Elle tue les enfants et s’écroule dans les flammes qui redoublent et enveloppent la roulotte. (p. 393)
JASON
Qu’un de vous garde autour du feu jusqu' à ce qu’il n' ait plus que des cendres, jusqu' à ce que le dernier os
de Médée soit brûlé. Venez, vous autres. Retournons au palais. Il faut vivre maintenant, assurer l’ordre,
donner des lois à Corinthe et rebâtir sans illusions un monde à notre mesure pour y attendre de mourir. (p.
398)
La scène de l’enfant sacrifié ou plutôt maltraité est présentée de façon implicite
ou explicite chez Euripide, Sénèque, ou V. Cornaros (dans Sacrifice d' Abraham).
Chez Cornaros, qui reprend la scène de la Bible, par exemple l’enfant demande
d’être sauvé mais le père préfère se soumettre à la volonté de Dieu. Il s’agit du sacrifice à
la signification propre du terme:
Vers 803 (c’est Isaac qui parle)
Isaac:
Et le temps où tu me serrais étroitement dans tes bras
Le temps où vous me nourrissiez dans votre sein
Le temps où vous me cajoliez
Où vous me contempliez m’endormir et me réveiller
Tu m’as élevé pour me faire livrer au feu
Pour me faire couper la tête comme un mouton, comme un chevreau
Abraham: C’est l’ordre du Dieu le Tout Puissant
De faire brûler tes membres tendres
Excuse ton père aigri
3
Ce n’est pas mon ordre, mais celle du maître
Πουν’ τα σφιχταγκαλιάσματα, Κύρη μου; Εδιαβήκαν;
Οι σπλαχνικές ανατροφές ελησμονηθήκαν;
Τα κανακοφιλήματα που μέλλω να τα’ αφήσω;
Που βλέπετε να κοιμηθώ και πάλι να ξυπνήσω.

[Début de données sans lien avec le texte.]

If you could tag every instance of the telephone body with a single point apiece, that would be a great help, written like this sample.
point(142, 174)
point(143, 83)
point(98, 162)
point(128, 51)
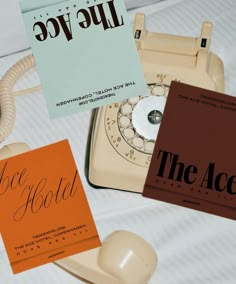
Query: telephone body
point(124, 133)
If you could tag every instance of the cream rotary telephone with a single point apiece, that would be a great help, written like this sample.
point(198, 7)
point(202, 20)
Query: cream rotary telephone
point(123, 258)
point(124, 133)
point(7, 105)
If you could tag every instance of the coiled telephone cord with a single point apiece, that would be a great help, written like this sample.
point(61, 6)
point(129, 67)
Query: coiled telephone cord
point(7, 97)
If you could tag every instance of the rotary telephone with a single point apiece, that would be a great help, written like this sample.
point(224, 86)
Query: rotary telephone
point(124, 133)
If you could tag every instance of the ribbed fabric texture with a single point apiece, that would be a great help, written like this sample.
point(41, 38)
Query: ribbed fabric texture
point(193, 247)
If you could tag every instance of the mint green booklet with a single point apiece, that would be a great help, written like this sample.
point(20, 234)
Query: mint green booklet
point(85, 53)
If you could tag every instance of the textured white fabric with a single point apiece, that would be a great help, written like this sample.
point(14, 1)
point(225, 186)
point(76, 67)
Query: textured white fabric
point(193, 247)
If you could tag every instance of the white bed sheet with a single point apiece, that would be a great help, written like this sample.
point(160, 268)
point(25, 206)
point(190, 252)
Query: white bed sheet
point(193, 247)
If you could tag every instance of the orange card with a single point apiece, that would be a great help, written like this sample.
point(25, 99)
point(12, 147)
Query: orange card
point(44, 212)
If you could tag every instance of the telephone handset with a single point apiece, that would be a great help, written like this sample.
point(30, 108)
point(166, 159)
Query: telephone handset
point(124, 133)
point(123, 258)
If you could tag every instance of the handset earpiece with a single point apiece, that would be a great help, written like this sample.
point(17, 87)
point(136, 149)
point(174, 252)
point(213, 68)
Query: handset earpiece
point(12, 150)
point(123, 258)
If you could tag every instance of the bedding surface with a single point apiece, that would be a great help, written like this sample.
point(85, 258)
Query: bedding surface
point(192, 247)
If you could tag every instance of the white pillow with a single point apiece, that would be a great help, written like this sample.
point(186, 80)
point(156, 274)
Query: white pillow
point(131, 4)
point(13, 36)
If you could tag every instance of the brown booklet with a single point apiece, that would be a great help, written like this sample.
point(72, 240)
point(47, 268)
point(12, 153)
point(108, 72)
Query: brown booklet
point(193, 164)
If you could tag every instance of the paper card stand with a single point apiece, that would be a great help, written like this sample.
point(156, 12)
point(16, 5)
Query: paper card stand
point(44, 214)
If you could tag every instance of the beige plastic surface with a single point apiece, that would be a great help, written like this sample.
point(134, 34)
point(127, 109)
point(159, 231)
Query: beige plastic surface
point(124, 258)
point(12, 150)
point(162, 56)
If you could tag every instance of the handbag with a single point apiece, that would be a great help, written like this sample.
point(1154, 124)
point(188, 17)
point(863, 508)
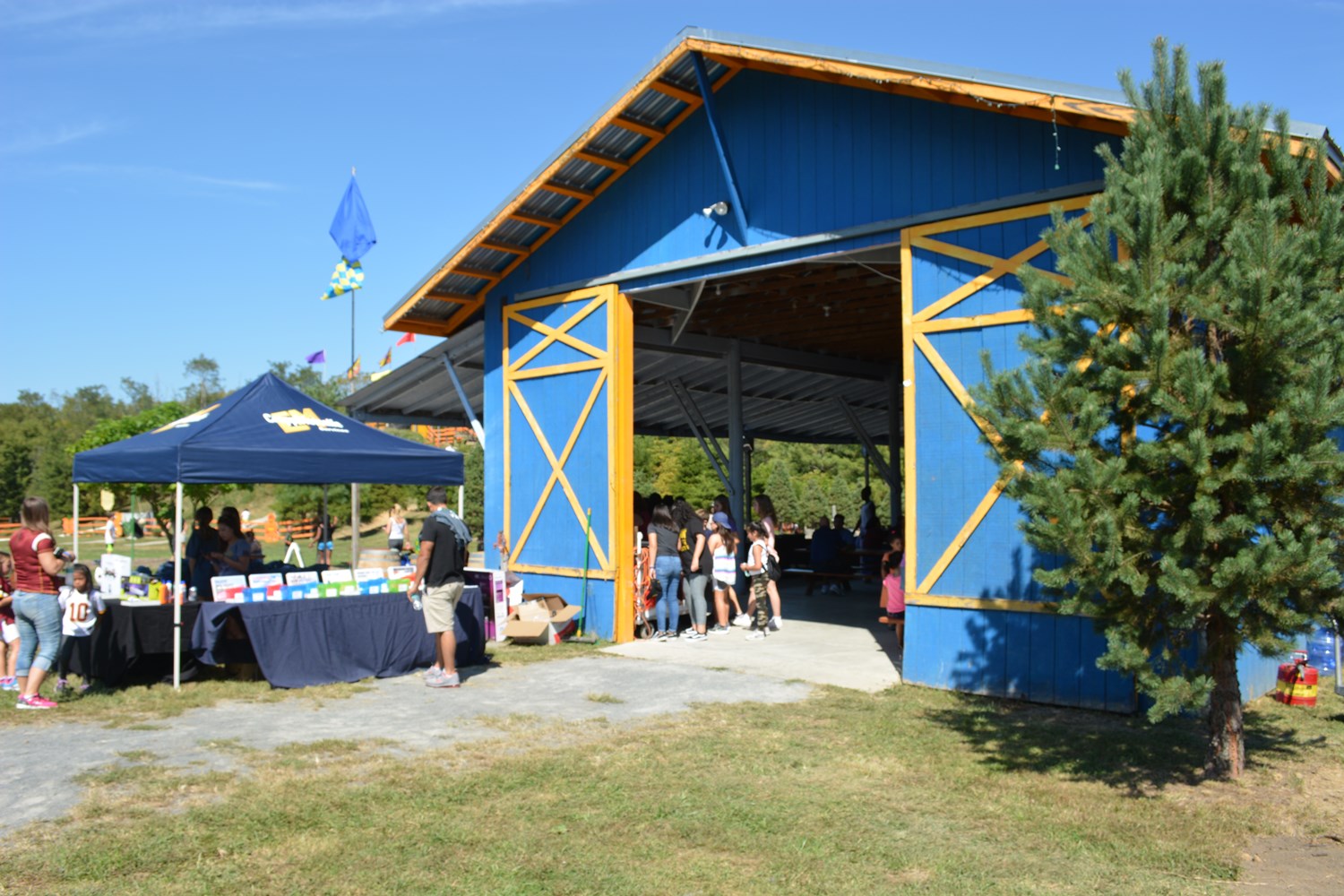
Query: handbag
point(771, 567)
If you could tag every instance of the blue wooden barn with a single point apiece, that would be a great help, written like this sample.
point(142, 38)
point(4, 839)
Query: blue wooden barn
point(760, 238)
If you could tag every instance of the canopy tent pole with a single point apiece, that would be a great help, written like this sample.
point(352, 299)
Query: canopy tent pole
point(354, 525)
point(177, 591)
point(737, 493)
point(322, 525)
point(894, 422)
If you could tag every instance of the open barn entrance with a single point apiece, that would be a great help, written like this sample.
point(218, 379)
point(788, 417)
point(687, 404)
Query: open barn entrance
point(809, 354)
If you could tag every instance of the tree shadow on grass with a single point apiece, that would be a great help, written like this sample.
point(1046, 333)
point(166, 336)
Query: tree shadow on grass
point(1124, 753)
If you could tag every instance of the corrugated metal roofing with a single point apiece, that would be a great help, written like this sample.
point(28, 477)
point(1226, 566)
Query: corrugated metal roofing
point(650, 105)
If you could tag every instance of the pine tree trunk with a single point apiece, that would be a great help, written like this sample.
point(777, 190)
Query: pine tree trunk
point(1226, 745)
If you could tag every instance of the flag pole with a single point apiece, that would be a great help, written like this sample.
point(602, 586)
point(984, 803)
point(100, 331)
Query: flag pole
point(352, 320)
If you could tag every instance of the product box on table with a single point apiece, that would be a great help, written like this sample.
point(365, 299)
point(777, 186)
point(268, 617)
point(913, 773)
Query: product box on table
point(271, 582)
point(542, 618)
point(371, 581)
point(306, 583)
point(228, 589)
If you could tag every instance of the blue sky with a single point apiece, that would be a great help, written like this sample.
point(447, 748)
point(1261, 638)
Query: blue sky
point(168, 168)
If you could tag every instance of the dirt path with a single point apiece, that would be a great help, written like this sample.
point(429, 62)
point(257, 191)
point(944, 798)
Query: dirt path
point(37, 778)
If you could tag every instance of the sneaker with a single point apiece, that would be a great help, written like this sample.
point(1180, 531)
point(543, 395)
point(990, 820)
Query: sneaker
point(445, 680)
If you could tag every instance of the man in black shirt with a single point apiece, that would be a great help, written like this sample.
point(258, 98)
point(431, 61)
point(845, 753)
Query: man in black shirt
point(438, 573)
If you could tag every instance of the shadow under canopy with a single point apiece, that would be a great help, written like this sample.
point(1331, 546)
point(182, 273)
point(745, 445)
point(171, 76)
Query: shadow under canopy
point(266, 432)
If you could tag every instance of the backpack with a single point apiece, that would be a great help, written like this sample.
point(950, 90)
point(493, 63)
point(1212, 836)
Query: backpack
point(460, 532)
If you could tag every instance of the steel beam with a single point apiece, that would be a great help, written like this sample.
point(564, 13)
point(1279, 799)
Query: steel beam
point(461, 397)
point(693, 269)
point(685, 317)
point(703, 437)
point(873, 452)
point(760, 355)
point(720, 147)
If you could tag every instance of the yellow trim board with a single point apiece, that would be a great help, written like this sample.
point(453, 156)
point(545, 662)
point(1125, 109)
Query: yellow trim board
point(983, 603)
point(564, 571)
point(908, 392)
point(960, 540)
point(621, 421)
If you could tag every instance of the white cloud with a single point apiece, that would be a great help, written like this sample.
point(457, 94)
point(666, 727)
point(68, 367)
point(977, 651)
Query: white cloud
point(37, 142)
point(172, 177)
point(128, 19)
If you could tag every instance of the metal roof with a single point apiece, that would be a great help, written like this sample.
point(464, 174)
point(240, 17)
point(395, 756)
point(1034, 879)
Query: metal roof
point(663, 96)
point(781, 398)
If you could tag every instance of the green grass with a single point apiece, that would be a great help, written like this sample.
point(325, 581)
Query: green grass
point(910, 790)
point(139, 707)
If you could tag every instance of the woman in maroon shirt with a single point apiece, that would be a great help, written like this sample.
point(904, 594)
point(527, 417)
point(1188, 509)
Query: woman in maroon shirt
point(37, 610)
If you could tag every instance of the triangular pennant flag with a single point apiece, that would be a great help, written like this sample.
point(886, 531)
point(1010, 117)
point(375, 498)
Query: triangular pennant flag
point(347, 277)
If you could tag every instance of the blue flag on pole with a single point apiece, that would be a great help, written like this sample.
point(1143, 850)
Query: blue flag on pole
point(351, 228)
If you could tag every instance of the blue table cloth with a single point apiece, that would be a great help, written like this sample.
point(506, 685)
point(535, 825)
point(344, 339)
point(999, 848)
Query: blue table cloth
point(323, 641)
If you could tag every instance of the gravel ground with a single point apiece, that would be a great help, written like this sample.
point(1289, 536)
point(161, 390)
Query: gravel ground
point(37, 777)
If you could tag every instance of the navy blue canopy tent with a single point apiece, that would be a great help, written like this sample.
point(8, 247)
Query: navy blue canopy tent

Για να με δώσεις τση φωτιάς, μ' ανάθρεψες, γονή μου,
Και να κόψης, σαν ριφιού κι ’αρνιού, την κεφαλή μου;
Αβραάμ
Υε μ’, ο παντοκράτορας ορίζει, κ'έτσι θέλει
’ς τον τούτο να καγούν τα τρυφερά σου μέλη.
Συμπάθησε μου καλογυιέ, του πικραμένου κύρη,
Δεν είν’ δικό μου θέλημα, μάναι του νοικοκύρη.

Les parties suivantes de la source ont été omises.